Abstract

Home visits have been shown to improve quality of care and lower medical costs for complex elderly patients. We investigated trends in physician home visits and domiciliary care visits as well as physician characteristics associated with providing these services. Longitudinal analysis of Medicare Part B claims data for a national sample of direct patient care physicians in 2006 and 2011. Descriptive statistics were used to characterize the physician sample and to determine numbers of home visits and domiciliary visits in total and by physician specialty. Patient homes, nursing homes, and domiciliary care facilities. Direct patient care physicians (n = 22,186). Physician demographics, specialty, practice characteristics (practice type, geographic location), number of home visits, and domiciliary visits in 2006 and 2011. We found a small increase (n = 63,501) in total number of home visits made to Medicare beneficiaries between 2006 and 2011 performed by a decreasing percentage of physicians (5.1%, n = 18,165 in 2006; 4.5%, n = 15,296 in 2011).

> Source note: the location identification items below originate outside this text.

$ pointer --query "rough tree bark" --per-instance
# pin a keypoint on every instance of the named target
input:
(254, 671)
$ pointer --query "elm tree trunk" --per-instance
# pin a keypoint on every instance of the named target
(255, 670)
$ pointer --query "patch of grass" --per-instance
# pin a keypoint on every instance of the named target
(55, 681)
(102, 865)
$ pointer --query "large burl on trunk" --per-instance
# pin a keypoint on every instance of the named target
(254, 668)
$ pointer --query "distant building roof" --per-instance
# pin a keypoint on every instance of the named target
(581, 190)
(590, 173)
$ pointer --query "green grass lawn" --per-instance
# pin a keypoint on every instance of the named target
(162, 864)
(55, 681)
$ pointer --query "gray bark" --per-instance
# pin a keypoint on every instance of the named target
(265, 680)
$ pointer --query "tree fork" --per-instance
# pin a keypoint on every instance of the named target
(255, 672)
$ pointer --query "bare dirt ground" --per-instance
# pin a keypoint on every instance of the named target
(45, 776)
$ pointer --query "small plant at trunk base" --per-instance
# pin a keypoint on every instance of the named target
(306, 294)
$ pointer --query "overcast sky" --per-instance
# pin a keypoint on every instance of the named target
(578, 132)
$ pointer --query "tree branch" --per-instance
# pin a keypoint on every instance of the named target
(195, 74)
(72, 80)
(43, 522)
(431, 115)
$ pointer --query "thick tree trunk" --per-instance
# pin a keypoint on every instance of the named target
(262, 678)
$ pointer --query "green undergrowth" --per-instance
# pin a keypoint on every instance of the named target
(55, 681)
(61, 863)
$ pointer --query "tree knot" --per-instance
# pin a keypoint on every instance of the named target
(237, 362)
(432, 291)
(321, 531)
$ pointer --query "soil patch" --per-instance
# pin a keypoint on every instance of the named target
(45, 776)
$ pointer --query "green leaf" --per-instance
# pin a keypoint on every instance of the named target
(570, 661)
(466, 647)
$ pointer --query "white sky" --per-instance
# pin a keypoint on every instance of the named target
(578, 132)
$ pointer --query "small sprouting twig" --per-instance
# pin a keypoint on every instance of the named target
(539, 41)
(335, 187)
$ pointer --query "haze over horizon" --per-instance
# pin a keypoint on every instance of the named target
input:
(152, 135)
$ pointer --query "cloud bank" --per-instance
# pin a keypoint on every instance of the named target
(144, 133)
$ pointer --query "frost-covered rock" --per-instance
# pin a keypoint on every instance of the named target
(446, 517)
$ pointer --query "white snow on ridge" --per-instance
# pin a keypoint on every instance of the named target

There was substantial growth in domiciliary care visit numbers (n = 218,514) and a small increase in percentage of physicians delivering these services (2.0% in 2006, 2.3% in 2011). Physicians who performed home visits were more likely to be older, in rural locations, specialists in primary care, and more likely to provide nursing home and domiciliary care compared with physicians who did not make any home visits (P < .05). Home visits and domiciliary visits to Medicare beneficiaries are increasing. General internal medicine physicians provided the highest number of home and domiciliary care visits in 2006, and family physicians did so in 2011. Such delivery models show promise in lowering medical costs while providing high-quality patient care.